Les évêques du Tchad rappellent d’emblée que la dignité humaine renvoie à «une infinie dignité, inaliénablement fondée dans son être même, [et qui] appartient à chaque personne humaine, en toutes circonstances et dans quelque état ou situation qu’elle se trouve». Ce principe suppose que l’être humain ne soit pas traité comme un objet, ni un moyen, poursuivent-ils, mais qu’il soit toujours reconnu comme une personne car chaque personne, sans distinction, «a quelque chose de divin en elle-même. Elle mérite d’être reconnue et respectée». Soulignant, en outre, que Dieu ne fait pas de différences entre les personnes, qui sont ses créatures, les prélats expliquent que le fondement ultime de l’égalité et de la fraternité radicales entre les hommes réside dans le fait que, «sur le visage de tout homme, resplendit quelque chose de la gloire de Dieu».

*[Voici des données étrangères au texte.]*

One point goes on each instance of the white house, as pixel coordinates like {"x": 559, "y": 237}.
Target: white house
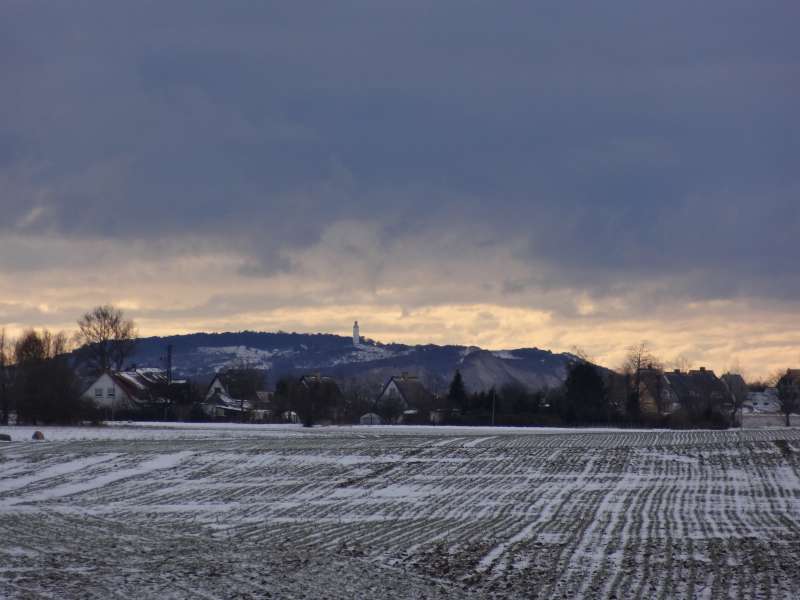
{"x": 125, "y": 391}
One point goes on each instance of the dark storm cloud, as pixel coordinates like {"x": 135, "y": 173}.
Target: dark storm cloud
{"x": 616, "y": 140}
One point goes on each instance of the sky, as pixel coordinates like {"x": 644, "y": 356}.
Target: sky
{"x": 515, "y": 174}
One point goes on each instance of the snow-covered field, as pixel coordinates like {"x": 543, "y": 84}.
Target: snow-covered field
{"x": 227, "y": 511}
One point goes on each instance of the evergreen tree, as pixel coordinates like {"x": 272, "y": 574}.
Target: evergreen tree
{"x": 457, "y": 396}
{"x": 585, "y": 399}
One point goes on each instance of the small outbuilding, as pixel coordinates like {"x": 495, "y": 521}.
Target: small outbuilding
{"x": 370, "y": 419}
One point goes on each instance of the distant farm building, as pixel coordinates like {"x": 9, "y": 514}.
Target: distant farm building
{"x": 124, "y": 393}
{"x": 370, "y": 419}
{"x": 404, "y": 399}
{"x": 237, "y": 394}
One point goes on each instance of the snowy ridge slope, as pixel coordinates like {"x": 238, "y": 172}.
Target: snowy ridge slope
{"x": 199, "y": 356}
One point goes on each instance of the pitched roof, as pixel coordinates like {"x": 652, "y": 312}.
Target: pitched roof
{"x": 240, "y": 383}
{"x": 411, "y": 390}
{"x": 142, "y": 385}
{"x": 699, "y": 383}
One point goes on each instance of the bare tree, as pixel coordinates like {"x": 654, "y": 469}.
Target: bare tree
{"x": 108, "y": 337}
{"x": 788, "y": 395}
{"x": 5, "y": 397}
{"x": 46, "y": 389}
{"x": 640, "y": 357}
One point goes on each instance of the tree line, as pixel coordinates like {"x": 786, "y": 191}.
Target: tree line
{"x": 38, "y": 381}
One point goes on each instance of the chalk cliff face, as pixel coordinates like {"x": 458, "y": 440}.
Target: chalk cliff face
{"x": 199, "y": 356}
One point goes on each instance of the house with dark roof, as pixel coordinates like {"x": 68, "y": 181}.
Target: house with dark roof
{"x": 125, "y": 392}
{"x": 404, "y": 399}
{"x": 237, "y": 394}
{"x": 695, "y": 391}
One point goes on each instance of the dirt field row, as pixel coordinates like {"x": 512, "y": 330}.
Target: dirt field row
{"x": 405, "y": 513}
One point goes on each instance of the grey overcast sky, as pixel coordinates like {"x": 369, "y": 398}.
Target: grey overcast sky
{"x": 501, "y": 174}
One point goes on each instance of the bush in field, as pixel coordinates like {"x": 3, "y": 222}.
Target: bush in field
{"x": 585, "y": 399}
{"x": 45, "y": 387}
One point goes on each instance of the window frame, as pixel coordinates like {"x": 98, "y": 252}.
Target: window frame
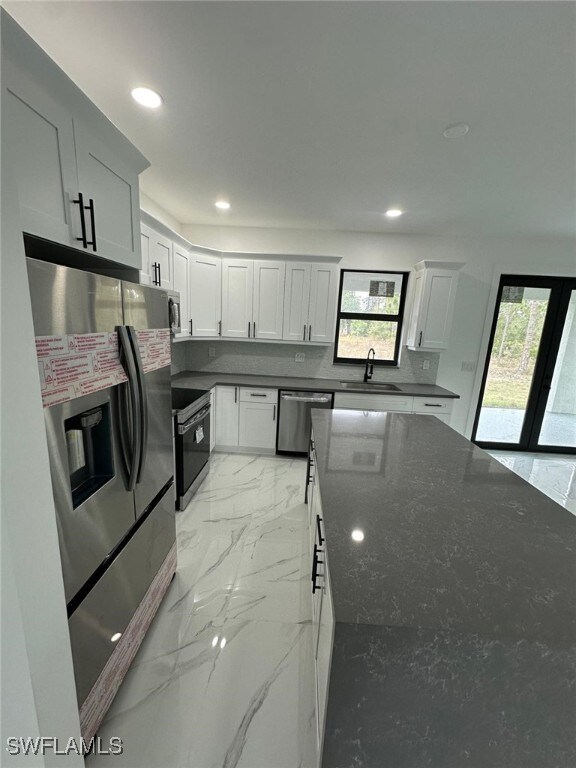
{"x": 395, "y": 318}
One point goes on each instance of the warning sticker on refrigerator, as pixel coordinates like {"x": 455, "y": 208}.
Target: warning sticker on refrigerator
{"x": 73, "y": 365}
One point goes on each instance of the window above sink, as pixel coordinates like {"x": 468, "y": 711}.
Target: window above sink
{"x": 370, "y": 313}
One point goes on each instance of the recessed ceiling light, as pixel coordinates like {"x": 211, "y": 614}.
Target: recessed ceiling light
{"x": 456, "y": 131}
{"x": 147, "y": 97}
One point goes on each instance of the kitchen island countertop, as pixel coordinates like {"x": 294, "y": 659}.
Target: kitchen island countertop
{"x": 207, "y": 380}
{"x": 455, "y": 615}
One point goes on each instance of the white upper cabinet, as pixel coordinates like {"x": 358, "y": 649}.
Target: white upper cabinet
{"x": 435, "y": 286}
{"x": 157, "y": 258}
{"x": 113, "y": 218}
{"x": 146, "y": 238}
{"x": 310, "y": 302}
{"x": 268, "y": 299}
{"x": 41, "y": 139}
{"x": 237, "y": 292}
{"x": 76, "y": 186}
{"x": 252, "y": 298}
{"x": 296, "y": 301}
{"x": 182, "y": 260}
{"x": 205, "y": 295}
{"x": 322, "y": 310}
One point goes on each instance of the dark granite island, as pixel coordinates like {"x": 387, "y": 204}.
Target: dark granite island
{"x": 455, "y": 615}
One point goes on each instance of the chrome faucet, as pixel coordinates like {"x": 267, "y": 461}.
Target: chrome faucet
{"x": 369, "y": 370}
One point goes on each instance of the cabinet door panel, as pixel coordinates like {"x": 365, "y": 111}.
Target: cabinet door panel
{"x": 237, "y": 291}
{"x": 296, "y": 301}
{"x": 146, "y": 237}
{"x": 438, "y": 302}
{"x": 114, "y": 188}
{"x": 268, "y": 301}
{"x": 257, "y": 425}
{"x": 161, "y": 254}
{"x": 227, "y": 404}
{"x": 322, "y": 309}
{"x": 41, "y": 140}
{"x": 205, "y": 295}
{"x": 182, "y": 285}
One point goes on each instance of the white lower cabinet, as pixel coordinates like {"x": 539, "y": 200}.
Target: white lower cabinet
{"x": 246, "y": 418}
{"x": 212, "y": 419}
{"x": 441, "y": 407}
{"x": 257, "y": 425}
{"x": 227, "y": 411}
{"x": 368, "y": 402}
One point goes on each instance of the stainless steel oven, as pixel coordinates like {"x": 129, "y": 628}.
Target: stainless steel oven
{"x": 192, "y": 432}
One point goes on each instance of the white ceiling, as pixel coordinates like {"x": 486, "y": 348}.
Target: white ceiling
{"x": 324, "y": 114}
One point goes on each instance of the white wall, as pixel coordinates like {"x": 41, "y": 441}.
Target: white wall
{"x": 483, "y": 256}
{"x": 148, "y": 205}
{"x": 39, "y": 690}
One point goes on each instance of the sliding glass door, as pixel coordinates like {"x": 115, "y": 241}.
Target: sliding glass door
{"x": 528, "y": 395}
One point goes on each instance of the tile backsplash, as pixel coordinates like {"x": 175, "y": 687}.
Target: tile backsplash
{"x": 278, "y": 360}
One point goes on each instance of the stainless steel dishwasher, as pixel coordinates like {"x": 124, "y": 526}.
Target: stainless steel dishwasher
{"x": 294, "y": 421}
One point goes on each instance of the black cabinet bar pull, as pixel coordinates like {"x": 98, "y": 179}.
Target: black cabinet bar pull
{"x": 321, "y": 538}
{"x": 92, "y": 224}
{"x": 80, "y": 202}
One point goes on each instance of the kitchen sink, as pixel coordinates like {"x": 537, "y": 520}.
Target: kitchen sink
{"x": 377, "y": 386}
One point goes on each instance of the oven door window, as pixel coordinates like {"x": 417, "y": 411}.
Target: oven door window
{"x": 192, "y": 450}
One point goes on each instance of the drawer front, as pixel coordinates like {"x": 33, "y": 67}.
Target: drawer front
{"x": 258, "y": 395}
{"x": 433, "y": 405}
{"x": 374, "y": 402}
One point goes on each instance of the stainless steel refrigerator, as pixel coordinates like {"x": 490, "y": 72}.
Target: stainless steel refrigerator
{"x": 107, "y": 405}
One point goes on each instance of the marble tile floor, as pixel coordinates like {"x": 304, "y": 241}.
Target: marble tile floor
{"x": 552, "y": 473}
{"x": 225, "y": 676}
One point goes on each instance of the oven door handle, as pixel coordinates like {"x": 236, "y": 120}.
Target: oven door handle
{"x": 187, "y": 426}
{"x": 133, "y": 336}
{"x": 130, "y": 435}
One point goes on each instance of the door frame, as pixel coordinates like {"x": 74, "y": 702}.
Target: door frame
{"x": 497, "y": 272}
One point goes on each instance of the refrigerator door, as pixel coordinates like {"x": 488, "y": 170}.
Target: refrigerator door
{"x": 146, "y": 309}
{"x": 93, "y": 506}
{"x": 94, "y": 509}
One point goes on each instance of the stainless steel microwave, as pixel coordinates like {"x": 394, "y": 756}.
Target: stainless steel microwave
{"x": 174, "y": 314}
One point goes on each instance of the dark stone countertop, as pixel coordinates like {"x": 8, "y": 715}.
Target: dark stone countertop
{"x": 205, "y": 380}
{"x": 456, "y": 614}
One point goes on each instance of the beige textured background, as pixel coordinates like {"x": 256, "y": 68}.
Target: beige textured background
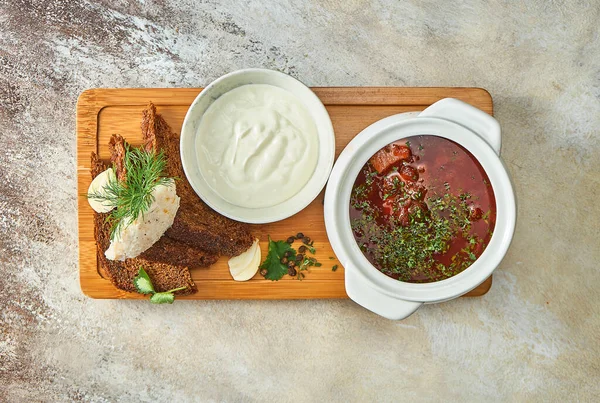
{"x": 534, "y": 337}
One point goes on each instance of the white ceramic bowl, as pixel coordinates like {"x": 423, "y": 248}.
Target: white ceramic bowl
{"x": 326, "y": 145}
{"x": 470, "y": 127}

De ce qui précède, la Conférence épiscopale tchadienne indique quelques conséquences que l’on pourrait tirer: «la première place reconnue à l’homme dans les structures sociales et économiques; l’indispensable protection des plus fragiles; le caractère vital du lien social entre les personnes; la priorité donnée au bien commun; la protection de l’environnement». En vertu de cela, les évêques soulignent que «nous sommes appelés à œuvrer pour une société plus juste, équitable et inclusive». Ils précisent également que les efforts à fournir visent à garantir le minimum indispensable à chaque personne: «droit à la vie, à la nourriture, à la santé, au logement décent, à l’éducation et au travail bien rémunéré».

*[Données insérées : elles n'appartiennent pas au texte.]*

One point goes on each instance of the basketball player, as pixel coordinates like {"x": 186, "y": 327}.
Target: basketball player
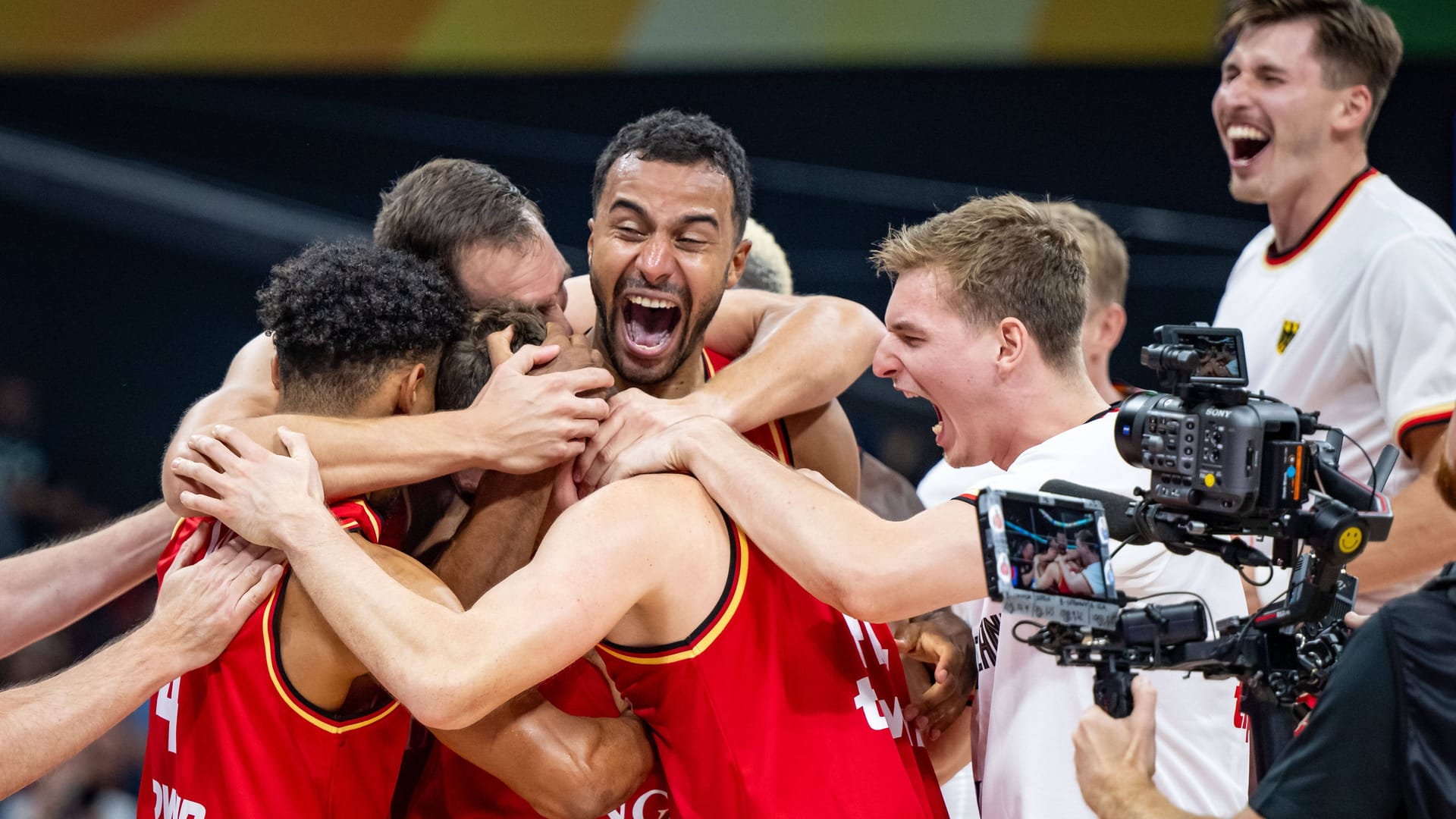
{"x": 492, "y": 242}
{"x": 984, "y": 322}
{"x": 762, "y": 700}
{"x": 287, "y": 719}
{"x": 1347, "y": 297}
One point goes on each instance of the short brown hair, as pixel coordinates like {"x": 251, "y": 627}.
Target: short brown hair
{"x": 466, "y": 362}
{"x": 444, "y": 206}
{"x": 1356, "y": 44}
{"x": 1003, "y": 259}
{"x": 1103, "y": 251}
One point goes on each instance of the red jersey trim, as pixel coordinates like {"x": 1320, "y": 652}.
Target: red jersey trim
{"x": 1276, "y": 260}
{"x": 1432, "y": 416}
{"x": 286, "y": 694}
{"x": 705, "y": 634}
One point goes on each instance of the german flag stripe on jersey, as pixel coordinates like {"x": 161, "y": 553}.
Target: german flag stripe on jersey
{"x": 1429, "y": 417}
{"x": 1276, "y": 260}
{"x": 707, "y": 632}
{"x": 774, "y": 439}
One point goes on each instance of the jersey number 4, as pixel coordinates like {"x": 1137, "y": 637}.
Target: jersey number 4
{"x": 168, "y": 710}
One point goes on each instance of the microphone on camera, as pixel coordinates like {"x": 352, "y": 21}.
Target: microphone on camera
{"x": 1131, "y": 521}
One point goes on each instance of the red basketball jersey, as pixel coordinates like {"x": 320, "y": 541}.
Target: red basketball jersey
{"x": 232, "y": 739}
{"x": 778, "y": 704}
{"x": 450, "y": 786}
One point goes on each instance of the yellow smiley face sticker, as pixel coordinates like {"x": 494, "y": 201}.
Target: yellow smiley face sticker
{"x": 1350, "y": 539}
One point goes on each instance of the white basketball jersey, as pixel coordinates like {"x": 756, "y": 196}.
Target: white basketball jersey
{"x": 1028, "y": 706}
{"x": 1357, "y": 321}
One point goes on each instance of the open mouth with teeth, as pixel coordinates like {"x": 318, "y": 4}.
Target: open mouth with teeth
{"x": 1245, "y": 143}
{"x": 648, "y": 324}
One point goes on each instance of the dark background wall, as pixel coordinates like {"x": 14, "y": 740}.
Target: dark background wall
{"x": 127, "y": 280}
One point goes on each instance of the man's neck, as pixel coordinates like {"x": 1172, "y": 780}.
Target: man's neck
{"x": 1057, "y": 406}
{"x": 688, "y": 378}
{"x": 1294, "y": 215}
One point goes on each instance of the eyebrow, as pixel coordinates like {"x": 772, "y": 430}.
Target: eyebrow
{"x": 641, "y": 212}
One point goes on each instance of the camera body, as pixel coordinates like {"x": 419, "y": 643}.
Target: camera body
{"x": 1223, "y": 463}
{"x": 1212, "y": 449}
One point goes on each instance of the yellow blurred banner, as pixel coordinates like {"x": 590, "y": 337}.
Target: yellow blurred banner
{"x": 554, "y": 36}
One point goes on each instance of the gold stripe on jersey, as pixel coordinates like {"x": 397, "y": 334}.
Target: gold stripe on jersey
{"x": 1436, "y": 414}
{"x": 287, "y": 697}
{"x": 721, "y": 623}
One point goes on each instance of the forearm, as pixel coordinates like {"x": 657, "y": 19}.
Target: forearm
{"x": 363, "y": 455}
{"x": 498, "y": 535}
{"x": 563, "y": 765}
{"x": 837, "y": 550}
{"x": 1419, "y": 544}
{"x": 800, "y": 359}
{"x": 52, "y": 588}
{"x": 49, "y": 722}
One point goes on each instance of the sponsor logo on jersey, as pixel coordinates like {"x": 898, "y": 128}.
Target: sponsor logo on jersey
{"x": 1286, "y": 335}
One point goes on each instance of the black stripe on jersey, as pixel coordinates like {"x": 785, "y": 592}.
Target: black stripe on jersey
{"x": 275, "y": 627}
{"x": 788, "y": 447}
{"x": 712, "y": 615}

Dieu est le protecteur et le défenseur de la vie humaine

Par rapport au droit à la vie, la Bible souligne bien le commandement de l’amour du prochain sans aucune discrimination: «tu ne commettras pas de meurtre» (Dt 5, 17), rappellent les prélats. Rappelant également que, pour défendre la vie humaine, Dieu n’a pas été sourd aux cris du peuple d’Israël durant l’esclavage en Égypte, ils rassurent les fidèles en expliquant que le Seigneur est venu briser les barrières socioculturelles pour redonner la dignité à tous, notamment aux plus nécessiteux et aux exclus de la société. Face à tout ce qui menace la dignité de la personne, les évêques du Tchad ajoutent que Jésus guérit et pardonne, nourrit, défend, libère et ressuscite.

À l’exemple du Berger attentif, la Conférence épiscopale invite les fidèles de ce pays d’Afrique centrale à réfléchir sur la compassion de Dieu envers notre humanité qui nous interpelle. En effet, le cri de douleur de chaque être humain, écrivent les évêques, «doit être pour nous une alarme qui appelle à une action spontanée». À la manière du Bon samaritain, renchérissent-ils, «il nous revient d’être capables de compatir aux angoisses et aux détresses des autres pour leur apporter consolation et réconfort (cf. Lc 10, 25-37)».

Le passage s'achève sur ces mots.